“Good thoughts and actions can never produce bad results; bad thoughts and actions can never produce good results. This is but saying that nothing can come from corn but corn, nothing from nettles but nettles.” — As A Man Thinketh
Most everyone understands the biblical concept of sowing and reaping because we can grasp the simplicity of the logic. If we were to plant corn in our backyard garden we wouldn’t expect spinach to come up. But even though we can grasp the logic, we don’t always act as if we understand the power of this principle. And we certainly don’t act as if this principle will affect us.
An example: For many years my morning ritual began with a thorough reading of the newspaper, most days spending an hour or more before dashing off to the office. I did not know then that our minds are most impressionable immediately upon rising in the morning and just before sleep in the evening.
Fresh from the reading (and thoughts) of the day’s murders, indictments, invasions by foreign dictators, and all other manner of “news”, it shouldn’t have come as a surprise to me that my sowing of these thoughts would reap an “attitude” toward the rush hour drivers who were “conspiring” to slow down my arrival at work. Thus, by the time I did arrive, I had set the tone for my day, and it was not a positive one.
I gave up my morning ritual thirteen years ago and replaced it with a ritual of reading and meditating on some works that will sow “good thoughts” and thus reap “good results.” I wasn’t aware at the time that this was some sound advice offered up by the Apostle Paul, who wrote, “Fix your thoughts on what is true and good and right. Think about things that are pure and lovely, and dwell on the fine, good things in others. Think about all you can praise God for and be glad about.”

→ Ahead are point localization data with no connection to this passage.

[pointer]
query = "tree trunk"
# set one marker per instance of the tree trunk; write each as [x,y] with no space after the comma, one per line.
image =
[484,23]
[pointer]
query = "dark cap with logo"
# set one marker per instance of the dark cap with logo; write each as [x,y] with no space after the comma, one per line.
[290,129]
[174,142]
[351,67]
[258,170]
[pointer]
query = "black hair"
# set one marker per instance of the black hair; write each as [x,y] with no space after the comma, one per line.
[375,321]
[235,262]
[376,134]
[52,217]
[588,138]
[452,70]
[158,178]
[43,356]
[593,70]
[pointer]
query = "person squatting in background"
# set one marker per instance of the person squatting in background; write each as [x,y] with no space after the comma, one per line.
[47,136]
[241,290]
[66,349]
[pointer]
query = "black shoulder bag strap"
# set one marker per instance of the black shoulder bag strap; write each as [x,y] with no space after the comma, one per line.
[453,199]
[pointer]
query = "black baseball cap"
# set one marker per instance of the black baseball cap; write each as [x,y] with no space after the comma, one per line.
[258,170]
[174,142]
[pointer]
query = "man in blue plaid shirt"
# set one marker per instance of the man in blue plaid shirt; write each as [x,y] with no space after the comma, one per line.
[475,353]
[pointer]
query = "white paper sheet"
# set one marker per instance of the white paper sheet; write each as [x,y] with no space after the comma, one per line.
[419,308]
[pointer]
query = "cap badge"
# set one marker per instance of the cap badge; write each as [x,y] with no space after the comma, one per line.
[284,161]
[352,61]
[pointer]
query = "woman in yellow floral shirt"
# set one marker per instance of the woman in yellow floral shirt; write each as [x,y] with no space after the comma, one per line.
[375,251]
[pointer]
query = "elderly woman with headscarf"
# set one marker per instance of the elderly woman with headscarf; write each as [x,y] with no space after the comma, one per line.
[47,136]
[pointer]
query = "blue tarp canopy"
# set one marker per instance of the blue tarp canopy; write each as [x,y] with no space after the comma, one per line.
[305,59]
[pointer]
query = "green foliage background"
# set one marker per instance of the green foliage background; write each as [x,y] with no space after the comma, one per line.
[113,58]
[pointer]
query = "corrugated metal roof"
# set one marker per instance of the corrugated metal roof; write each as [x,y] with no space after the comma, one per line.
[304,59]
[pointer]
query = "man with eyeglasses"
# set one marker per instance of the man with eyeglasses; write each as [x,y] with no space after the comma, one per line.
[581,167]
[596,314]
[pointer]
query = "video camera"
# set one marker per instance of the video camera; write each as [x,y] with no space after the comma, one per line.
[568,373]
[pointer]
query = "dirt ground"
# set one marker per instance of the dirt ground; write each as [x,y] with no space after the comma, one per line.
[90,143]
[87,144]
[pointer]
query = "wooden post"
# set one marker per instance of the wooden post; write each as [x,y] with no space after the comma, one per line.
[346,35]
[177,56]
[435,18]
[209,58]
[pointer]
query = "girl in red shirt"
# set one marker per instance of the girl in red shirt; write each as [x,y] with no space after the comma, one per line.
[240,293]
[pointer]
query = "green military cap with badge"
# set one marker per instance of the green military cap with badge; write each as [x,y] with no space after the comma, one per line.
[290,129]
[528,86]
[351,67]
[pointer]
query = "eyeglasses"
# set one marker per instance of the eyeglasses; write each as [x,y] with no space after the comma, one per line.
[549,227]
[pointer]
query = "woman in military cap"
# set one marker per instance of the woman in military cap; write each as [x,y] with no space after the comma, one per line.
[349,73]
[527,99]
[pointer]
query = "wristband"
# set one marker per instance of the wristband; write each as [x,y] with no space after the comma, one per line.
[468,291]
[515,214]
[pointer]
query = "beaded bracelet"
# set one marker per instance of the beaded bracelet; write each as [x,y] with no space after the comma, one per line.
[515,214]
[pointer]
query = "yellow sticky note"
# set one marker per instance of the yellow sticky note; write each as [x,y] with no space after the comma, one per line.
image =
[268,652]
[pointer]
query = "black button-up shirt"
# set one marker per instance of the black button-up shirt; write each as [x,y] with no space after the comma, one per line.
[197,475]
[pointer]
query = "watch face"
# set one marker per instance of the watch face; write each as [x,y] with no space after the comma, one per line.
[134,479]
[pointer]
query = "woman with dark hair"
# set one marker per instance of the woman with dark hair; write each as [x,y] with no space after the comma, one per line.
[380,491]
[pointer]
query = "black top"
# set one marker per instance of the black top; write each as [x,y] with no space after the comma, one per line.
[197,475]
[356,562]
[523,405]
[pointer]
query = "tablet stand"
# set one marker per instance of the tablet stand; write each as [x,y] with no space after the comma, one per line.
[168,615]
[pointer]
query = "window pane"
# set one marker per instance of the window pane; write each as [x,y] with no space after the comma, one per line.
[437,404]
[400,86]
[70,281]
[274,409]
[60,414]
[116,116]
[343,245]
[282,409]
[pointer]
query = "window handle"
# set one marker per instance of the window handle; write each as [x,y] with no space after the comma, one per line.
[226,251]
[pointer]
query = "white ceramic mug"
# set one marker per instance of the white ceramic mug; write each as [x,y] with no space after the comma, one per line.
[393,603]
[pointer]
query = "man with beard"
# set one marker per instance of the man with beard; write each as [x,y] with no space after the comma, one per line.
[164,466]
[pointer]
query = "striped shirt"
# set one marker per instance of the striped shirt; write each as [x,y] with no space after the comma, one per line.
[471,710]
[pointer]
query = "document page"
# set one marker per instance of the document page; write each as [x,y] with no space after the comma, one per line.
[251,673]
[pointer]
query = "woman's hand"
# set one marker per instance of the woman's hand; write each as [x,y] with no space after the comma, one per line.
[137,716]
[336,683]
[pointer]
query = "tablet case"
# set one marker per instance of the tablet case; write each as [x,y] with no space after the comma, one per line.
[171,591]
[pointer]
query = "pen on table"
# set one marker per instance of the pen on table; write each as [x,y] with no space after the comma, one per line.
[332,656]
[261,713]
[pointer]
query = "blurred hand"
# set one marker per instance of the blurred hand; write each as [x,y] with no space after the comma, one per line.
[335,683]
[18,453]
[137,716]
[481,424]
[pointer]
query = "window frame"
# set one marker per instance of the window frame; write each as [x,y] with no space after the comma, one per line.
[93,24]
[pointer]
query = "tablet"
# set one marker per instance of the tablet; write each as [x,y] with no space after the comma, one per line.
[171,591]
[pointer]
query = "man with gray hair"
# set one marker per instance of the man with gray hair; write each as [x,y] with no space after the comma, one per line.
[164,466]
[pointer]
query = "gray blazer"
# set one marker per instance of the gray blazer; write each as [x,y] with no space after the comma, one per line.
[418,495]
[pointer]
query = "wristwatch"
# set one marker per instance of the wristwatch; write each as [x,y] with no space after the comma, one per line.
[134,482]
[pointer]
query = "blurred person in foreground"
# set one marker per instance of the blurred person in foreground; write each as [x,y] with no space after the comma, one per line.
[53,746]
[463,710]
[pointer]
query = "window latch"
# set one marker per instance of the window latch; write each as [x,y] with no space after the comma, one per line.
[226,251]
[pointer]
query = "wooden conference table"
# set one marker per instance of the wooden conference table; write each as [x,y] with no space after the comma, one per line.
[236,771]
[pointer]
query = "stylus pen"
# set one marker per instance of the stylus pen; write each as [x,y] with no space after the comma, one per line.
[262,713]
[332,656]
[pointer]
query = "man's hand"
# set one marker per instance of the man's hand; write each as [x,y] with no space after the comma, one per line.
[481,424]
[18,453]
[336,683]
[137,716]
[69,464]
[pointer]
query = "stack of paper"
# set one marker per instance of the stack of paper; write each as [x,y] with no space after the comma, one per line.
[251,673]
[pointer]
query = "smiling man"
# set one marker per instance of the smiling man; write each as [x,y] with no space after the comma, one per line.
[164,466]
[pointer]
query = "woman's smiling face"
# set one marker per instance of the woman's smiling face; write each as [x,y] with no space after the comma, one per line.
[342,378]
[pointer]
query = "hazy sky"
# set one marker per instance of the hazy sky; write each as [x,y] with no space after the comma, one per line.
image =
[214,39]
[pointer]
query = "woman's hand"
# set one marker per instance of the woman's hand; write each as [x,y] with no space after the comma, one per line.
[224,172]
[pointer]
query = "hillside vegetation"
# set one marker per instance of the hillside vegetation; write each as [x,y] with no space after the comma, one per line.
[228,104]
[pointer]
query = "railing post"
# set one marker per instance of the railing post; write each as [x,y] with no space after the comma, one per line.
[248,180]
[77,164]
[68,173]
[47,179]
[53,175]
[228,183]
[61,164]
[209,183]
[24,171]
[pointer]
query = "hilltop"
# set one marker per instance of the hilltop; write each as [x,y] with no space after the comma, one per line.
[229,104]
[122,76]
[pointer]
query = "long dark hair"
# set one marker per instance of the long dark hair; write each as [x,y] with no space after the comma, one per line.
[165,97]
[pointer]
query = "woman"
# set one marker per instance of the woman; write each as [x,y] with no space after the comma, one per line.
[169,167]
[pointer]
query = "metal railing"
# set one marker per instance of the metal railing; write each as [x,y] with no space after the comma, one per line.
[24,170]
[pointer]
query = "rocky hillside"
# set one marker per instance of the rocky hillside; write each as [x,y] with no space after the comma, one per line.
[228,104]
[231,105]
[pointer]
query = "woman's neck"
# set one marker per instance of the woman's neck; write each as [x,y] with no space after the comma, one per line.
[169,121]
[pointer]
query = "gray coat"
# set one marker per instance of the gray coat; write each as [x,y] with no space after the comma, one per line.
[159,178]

We always reap what we sow and that is especially true with our thoughts. As Emmet Fox writes, “The secret of life then is to control your mental states, for if you will do this the rest will follow. To accept sickness, trouble, and failure as unavoidable, and perhaps inevitable, is folly, because it is this very acceptance by you that keeps these evils in existence. Man is not limited by his environment. He creates his environments by his beliefs and feelings. To suppose otherwise is like thinking that the tail can wag the dog.”
And that’s worth thinking about.
When the student is ready the teacher will appear.
Thanks,
Keith
Excellent article, Vic! It sometimes takes reading or hearing something 10, 20, 100, or more times before it really hits home; the realization of when our minds are most open just did for me when I read this.
And it’s not only the news that will do this to us… it can be our own brains. Upon waking, so many bad seeds can be ready to sprout that we need to be vigilant about getting to those positive meditations before the stuff we don’t want is allowed to take hold.
Thank you. It *is* worth thinking about.